The automated national Medicare claims processing system HCFA plans to implement next year may be vulnerable to fraud, a healthcare fraud expert told a congressional advisory panel last week.
Malcolm Sparrow, an associate professor at Harvard University, made the assertion during a meeting of the Prospective Payment Assessment Commission in Washington. The commission advises Congress on Medicare payment issues.
Sparrow said the Medicare Transaction System's large, automated regional sites, with less "human common sense" to oversee claims processing, could make it easier for criminals to bilk Medicare.
Furthermore, it will split fraud control functions from claims processing, making fraud investigations more difficult to coordinate, Sparrow said.
Although he said he has warned top HCFA officials of the dangers, he fears that HCFA's focus is on the savings the transaction system would achieve.

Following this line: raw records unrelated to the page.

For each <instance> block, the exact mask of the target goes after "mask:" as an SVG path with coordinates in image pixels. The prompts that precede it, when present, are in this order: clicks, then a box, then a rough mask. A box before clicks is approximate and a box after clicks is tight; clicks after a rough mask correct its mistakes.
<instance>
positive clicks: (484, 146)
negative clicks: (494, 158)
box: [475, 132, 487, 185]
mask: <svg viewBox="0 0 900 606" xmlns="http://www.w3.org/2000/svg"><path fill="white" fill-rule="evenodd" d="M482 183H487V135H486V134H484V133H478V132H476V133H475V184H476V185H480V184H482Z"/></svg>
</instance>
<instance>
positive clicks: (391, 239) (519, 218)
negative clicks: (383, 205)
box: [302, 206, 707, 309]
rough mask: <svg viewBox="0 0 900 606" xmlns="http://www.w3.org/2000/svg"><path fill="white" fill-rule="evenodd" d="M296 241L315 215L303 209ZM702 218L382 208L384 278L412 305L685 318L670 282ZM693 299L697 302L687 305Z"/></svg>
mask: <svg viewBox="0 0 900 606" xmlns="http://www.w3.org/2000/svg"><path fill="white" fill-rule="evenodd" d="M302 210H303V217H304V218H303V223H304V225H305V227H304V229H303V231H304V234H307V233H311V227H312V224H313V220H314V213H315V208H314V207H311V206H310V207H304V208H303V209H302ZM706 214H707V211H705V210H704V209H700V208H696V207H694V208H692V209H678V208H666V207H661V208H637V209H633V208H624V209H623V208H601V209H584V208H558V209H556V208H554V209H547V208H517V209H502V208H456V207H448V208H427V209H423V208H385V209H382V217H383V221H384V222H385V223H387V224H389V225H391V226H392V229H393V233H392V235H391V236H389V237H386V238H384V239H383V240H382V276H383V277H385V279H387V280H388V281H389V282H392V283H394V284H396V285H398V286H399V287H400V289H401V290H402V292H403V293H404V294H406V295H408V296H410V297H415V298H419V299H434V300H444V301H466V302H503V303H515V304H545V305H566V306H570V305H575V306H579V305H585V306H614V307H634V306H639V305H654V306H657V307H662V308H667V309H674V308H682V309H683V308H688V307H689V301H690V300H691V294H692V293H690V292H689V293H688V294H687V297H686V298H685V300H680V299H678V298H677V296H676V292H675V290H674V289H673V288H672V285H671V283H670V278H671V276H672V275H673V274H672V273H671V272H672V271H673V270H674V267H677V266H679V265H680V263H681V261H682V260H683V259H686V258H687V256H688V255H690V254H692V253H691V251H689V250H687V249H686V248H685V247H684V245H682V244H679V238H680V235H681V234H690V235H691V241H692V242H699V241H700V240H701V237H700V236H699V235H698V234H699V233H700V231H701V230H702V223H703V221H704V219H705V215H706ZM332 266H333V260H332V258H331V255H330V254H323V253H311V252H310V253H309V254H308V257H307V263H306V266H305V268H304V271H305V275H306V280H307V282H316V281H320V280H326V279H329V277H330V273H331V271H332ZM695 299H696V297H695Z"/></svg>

"HCFA's momentum is toward administrative cost savings," Sparrow said in an interview.
HCFA officials could not be reached for comment.
The Medicare Transaction System will consolidate processing of standard electronic claims from 70 sites to a small number of regional centers. Hospitals will be able to file forms directly with HCFA.
Medical intermediaries still would conduct audits and reviews.
HCFA estimates the transaction system will save $200 million a year.
Sparrow, who has researched healthcare fraud while compiling reports and writing a book, said fast, automated billing systems that give providers detailed explanations of why claims are rejected are "dream systems" for Medicare swindlers.
Unpredictable, slower systems with greater human involvement are harder to defraud, he said.